Now, we will be told that it's not that simple. But just as the US Supreme Court did in Brown v Board of Ed. , and just as Mayor Newsom did by decreeing gay marriage legal in San Francisco, we, as adult adoptees, must stand up and tell the legislators, in one voice, the simple truth: SEPARATE IS NOT EQUAL.

WRITE YOUR CALIFORNIA ASSEMBLY MEMBER AND THE MEMBERS OF THE ASSEMBLY JUDICIARY COMMITTEE TODAY! To find out who your Assembly member is, click HERE. Contact information for the Assembly Judiciary Committee is HERE.

Blees you, Justice Marshall!!


Blogger joy said...

I love it!

Yes, that was one of the slogans we used last year. I think it really resonates with law makers.

1:40 PM  
Blogger Gershom Kaligawa said...

omg great post!!!

Very true :)

1:55 PM  
Blogger Joan M Wheeler, born as, Doris M Sippel said...

Very true. Separate is not equal.

Here's another point to think about: The reason I am for CERTIFIED copies of our true birth certificates is because I want the government to put it's stamp on my true birth certificate. The government must recognize my birth by a raised stamp and a signature that certifies the truth of my actual birth. I want my amended birth certificate to be declared null and void, and, I want it replaced by a certified state stamped certificate of adoption because that is how I became known with the legal name I have now, and with the second set of parents who raised me.

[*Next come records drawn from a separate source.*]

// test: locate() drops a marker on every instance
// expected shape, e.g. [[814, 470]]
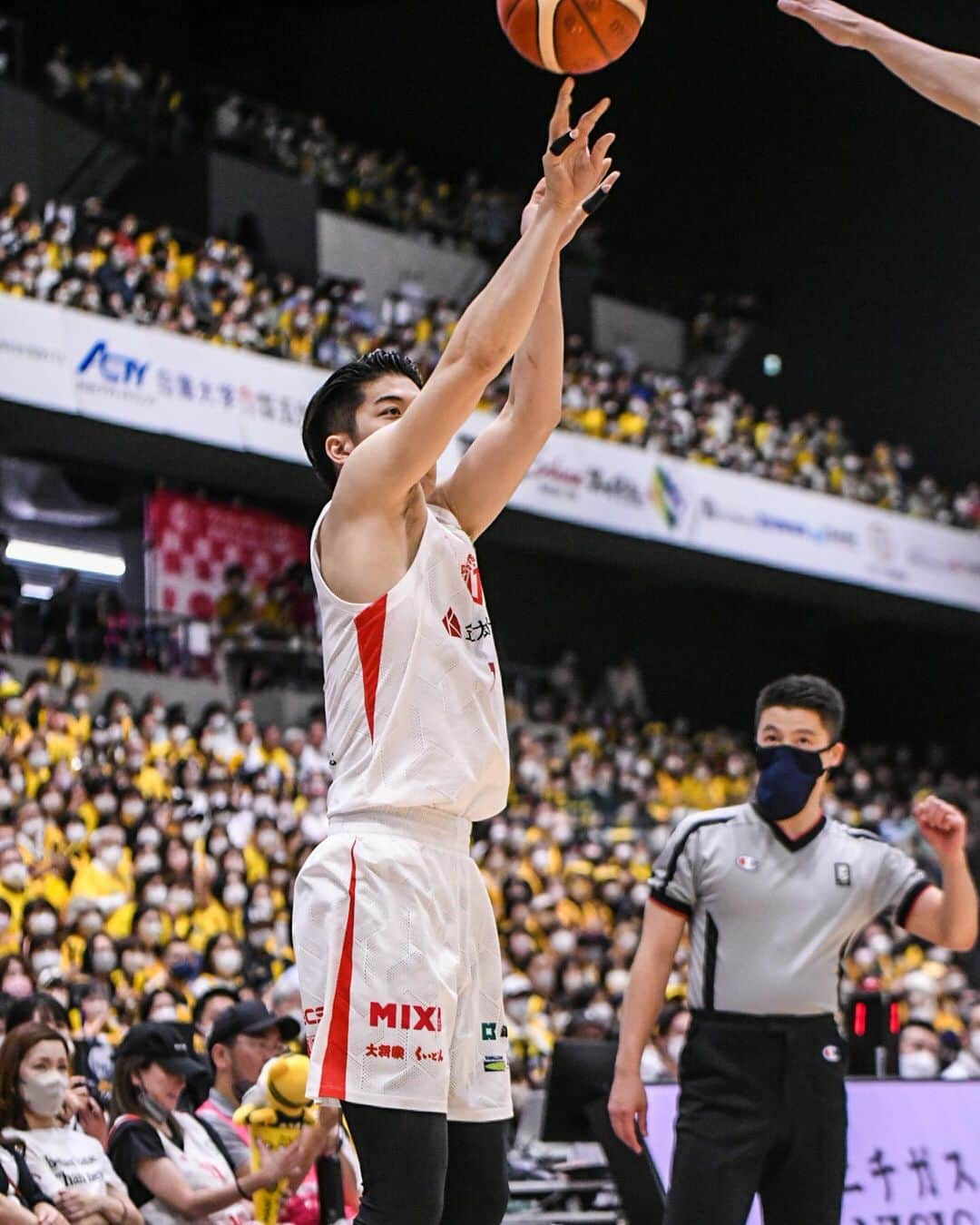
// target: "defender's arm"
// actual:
[[946, 77]]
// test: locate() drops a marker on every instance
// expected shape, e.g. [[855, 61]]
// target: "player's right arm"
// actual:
[[386, 466], [643, 1000], [946, 77]]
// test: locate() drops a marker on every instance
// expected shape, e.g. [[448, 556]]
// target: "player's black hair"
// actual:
[[806, 693], [332, 408]]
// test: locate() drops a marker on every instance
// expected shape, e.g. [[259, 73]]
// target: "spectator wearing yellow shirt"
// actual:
[[233, 609], [107, 878], [9, 940], [43, 953], [16, 887], [15, 977], [84, 919], [39, 919], [220, 966], [181, 965]]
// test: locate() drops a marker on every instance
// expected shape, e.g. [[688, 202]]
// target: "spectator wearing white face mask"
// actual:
[[917, 1051], [39, 919], [966, 1064], [43, 953], [69, 1166], [107, 878], [661, 1059], [14, 884]]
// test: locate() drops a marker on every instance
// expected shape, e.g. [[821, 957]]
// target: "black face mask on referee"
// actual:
[[787, 777]]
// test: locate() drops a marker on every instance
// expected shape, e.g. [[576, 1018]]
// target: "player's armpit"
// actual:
[[382, 468]]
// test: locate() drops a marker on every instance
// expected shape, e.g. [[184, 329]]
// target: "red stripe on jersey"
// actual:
[[333, 1077], [370, 626]]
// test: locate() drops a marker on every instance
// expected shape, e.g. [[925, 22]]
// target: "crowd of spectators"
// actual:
[[147, 859], [211, 289], [391, 189], [133, 101], [388, 188], [612, 396]]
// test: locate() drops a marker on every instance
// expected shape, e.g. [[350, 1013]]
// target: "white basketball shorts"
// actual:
[[399, 969]]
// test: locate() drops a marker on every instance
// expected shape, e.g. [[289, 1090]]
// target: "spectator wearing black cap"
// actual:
[[241, 1042], [174, 1164], [242, 1039], [206, 1011]]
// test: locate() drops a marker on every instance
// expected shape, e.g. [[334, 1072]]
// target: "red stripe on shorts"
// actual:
[[333, 1077], [370, 626]]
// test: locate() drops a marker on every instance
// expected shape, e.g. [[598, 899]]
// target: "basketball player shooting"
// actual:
[[948, 79], [395, 936]]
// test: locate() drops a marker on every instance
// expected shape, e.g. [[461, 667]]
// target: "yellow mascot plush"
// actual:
[[276, 1110]]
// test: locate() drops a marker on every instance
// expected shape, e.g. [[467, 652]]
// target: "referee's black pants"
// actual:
[[762, 1109]]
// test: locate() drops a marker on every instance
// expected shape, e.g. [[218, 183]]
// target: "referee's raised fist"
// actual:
[[942, 825]]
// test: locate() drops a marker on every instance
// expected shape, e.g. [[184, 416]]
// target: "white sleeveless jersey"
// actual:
[[413, 697]]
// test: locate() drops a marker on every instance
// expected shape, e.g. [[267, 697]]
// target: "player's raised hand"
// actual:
[[840, 26], [573, 169], [578, 217], [942, 825]]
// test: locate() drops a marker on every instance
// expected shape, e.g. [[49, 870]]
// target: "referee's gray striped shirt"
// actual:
[[769, 917]]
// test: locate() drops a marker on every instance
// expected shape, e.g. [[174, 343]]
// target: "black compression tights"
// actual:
[[422, 1170]]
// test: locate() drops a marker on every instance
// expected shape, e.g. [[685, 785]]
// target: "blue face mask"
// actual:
[[787, 778]]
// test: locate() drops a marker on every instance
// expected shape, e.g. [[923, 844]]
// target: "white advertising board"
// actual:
[[149, 378]]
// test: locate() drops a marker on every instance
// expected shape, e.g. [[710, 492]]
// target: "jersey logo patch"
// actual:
[[471, 573], [451, 625]]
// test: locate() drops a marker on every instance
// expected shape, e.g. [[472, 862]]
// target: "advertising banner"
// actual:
[[34, 364], [149, 378], [644, 494], [913, 1151]]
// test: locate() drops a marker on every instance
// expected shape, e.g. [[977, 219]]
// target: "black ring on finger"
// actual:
[[595, 201]]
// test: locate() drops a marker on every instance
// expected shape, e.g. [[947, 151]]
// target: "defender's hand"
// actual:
[[942, 825], [840, 26], [627, 1110], [573, 174]]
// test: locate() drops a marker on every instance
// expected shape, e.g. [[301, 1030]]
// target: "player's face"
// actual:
[[386, 401], [801, 729]]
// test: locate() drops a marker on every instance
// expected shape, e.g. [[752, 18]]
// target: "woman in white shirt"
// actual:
[[70, 1168], [174, 1165]]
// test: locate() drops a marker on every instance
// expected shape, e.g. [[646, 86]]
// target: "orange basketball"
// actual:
[[571, 35]]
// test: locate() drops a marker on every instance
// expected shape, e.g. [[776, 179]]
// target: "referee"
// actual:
[[772, 893]]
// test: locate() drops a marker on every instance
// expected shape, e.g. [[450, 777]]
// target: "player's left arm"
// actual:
[[497, 461], [946, 916]]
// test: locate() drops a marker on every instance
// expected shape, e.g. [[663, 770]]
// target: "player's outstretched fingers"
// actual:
[[561, 118], [585, 125], [601, 152], [601, 195]]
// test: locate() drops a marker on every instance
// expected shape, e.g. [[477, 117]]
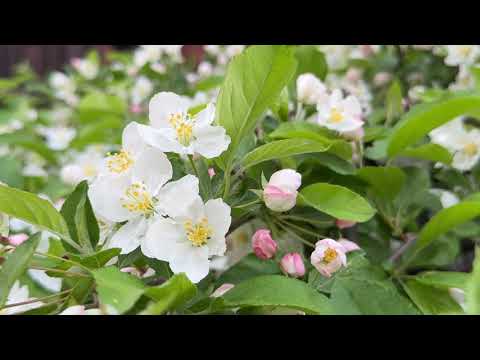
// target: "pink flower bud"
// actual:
[[17, 239], [292, 264], [222, 290], [328, 257], [211, 172], [264, 246], [344, 224], [136, 109], [280, 194]]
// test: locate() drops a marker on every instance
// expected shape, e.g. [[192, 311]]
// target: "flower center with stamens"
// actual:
[[199, 233], [336, 116], [138, 199], [119, 162], [465, 50], [470, 149], [329, 255], [183, 125], [89, 170]]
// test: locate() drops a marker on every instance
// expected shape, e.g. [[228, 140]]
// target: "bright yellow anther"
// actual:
[[120, 162], [329, 255], [198, 233]]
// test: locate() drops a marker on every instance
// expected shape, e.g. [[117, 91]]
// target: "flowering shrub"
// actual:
[[264, 180]]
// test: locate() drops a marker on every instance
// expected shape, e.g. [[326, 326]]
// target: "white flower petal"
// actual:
[[191, 260], [153, 168], [162, 105], [129, 235], [175, 197], [219, 219], [162, 238], [131, 140], [210, 141], [163, 139]]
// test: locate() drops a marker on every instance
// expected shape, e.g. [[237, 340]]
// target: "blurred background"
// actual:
[[45, 58]]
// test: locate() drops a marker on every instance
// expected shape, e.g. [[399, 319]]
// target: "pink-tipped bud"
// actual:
[[280, 194], [344, 224], [17, 239], [292, 264], [211, 172], [263, 245], [136, 109], [222, 290]]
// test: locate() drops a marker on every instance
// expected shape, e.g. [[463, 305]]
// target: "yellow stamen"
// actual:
[[138, 199], [183, 126], [329, 255], [336, 116], [470, 149], [199, 233], [119, 162]]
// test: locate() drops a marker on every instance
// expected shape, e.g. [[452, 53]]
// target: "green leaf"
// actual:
[[277, 290], [305, 130], [170, 295], [394, 101], [15, 265], [423, 118], [430, 152], [337, 201], [386, 182], [431, 300], [117, 289], [472, 294], [254, 80], [98, 259], [443, 279], [311, 60], [97, 132], [81, 221], [30, 142], [248, 267], [284, 148], [98, 104], [34, 210], [445, 220]]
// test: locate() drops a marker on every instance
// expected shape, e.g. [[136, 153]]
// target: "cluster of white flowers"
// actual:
[[335, 112], [167, 219]]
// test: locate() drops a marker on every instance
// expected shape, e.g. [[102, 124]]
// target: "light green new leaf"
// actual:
[[472, 294], [277, 290], [81, 221], [34, 210], [423, 118], [304, 130], [443, 279], [431, 300], [445, 220], [15, 266], [430, 152], [386, 182], [311, 60], [284, 148], [170, 295], [117, 289], [254, 80], [337, 201]]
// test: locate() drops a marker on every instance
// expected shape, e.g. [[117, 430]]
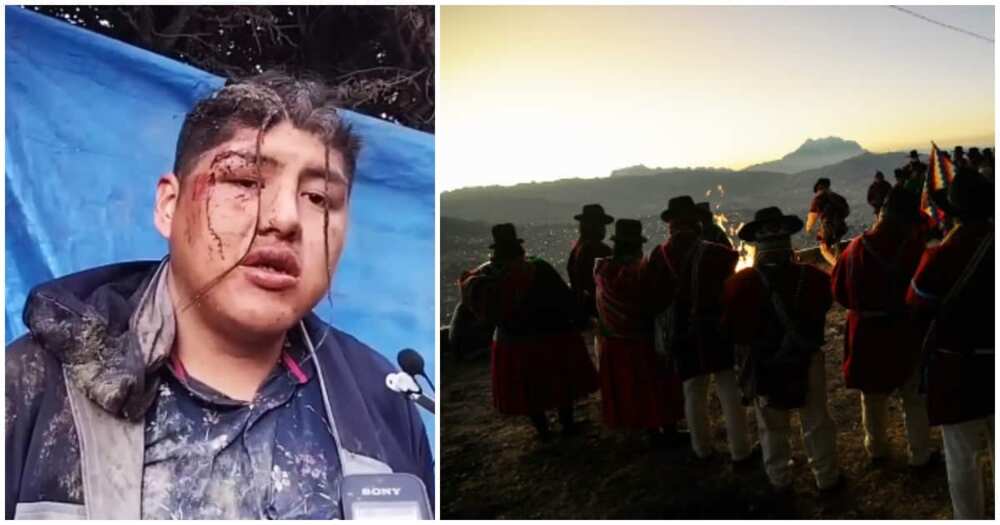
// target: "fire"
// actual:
[[746, 252]]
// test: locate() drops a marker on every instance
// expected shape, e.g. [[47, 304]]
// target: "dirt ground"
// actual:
[[495, 467]]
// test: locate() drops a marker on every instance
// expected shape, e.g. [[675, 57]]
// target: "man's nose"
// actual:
[[280, 209]]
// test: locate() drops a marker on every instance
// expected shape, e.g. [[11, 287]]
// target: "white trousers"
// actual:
[[818, 434], [875, 413], [963, 442], [696, 413]]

Reformers: continue to fight for your rights in your states, but remember that we also were issued a document, certified by the state, that says we were born to the parents named on that record of false birth.

Joan M Wheeler,
born as,
Doris M Sippel

5:07 PM  
Blogger Marley Greiner said...

I have a certified copy of my obc and adoption degree. I ordered them from the county not the state. I re-ordered them from the state years later and only got copies. Each state is different. I know a few other people who have certified copies from Ohio as well.

I don't believe that the state should issue birth certificates for anybody. It's just another way for the government to track you down and do whatever it wants to you, but as long as the government insists on doing it, we should have the real ones.

9:47 PM  
Blogger BB Church said...

Marls, you should be receiving a visit from Homeland Security and the migras shortly... Due to 9/11, general ID theft anxiety, and the RealID Act, no state is going to issue two differing certified birth certificates to one individual.

I've never been a fan of amending birth certificates as a means of documenting the transfer of parental rights through adoption, but on the other hand all parents have leeway in what information they place on their child's birth certificate. I mean, if a woman is married her husband is the putative father of her children whether he was responsible for the child's conception or not... At any rate, I would be happy as long as I was provided a document trail.

10:18 PM  
Anonymous Anonymous said...

I agree with Joan, as usual. It's time to rewrite the wrongs of the past and put stamps of approval on the truths of our births.

As for AB 372- I will NEVER jump onto the "we promise it will be a clean bill if you just stay quiet and go along for the ride" bandwagon.

2:18 PM  
Blogger Joan M Wheeler, born as, Doris M Sippel said...

Hi Anonymous. Thanks for your support. Even if I don't know who you are!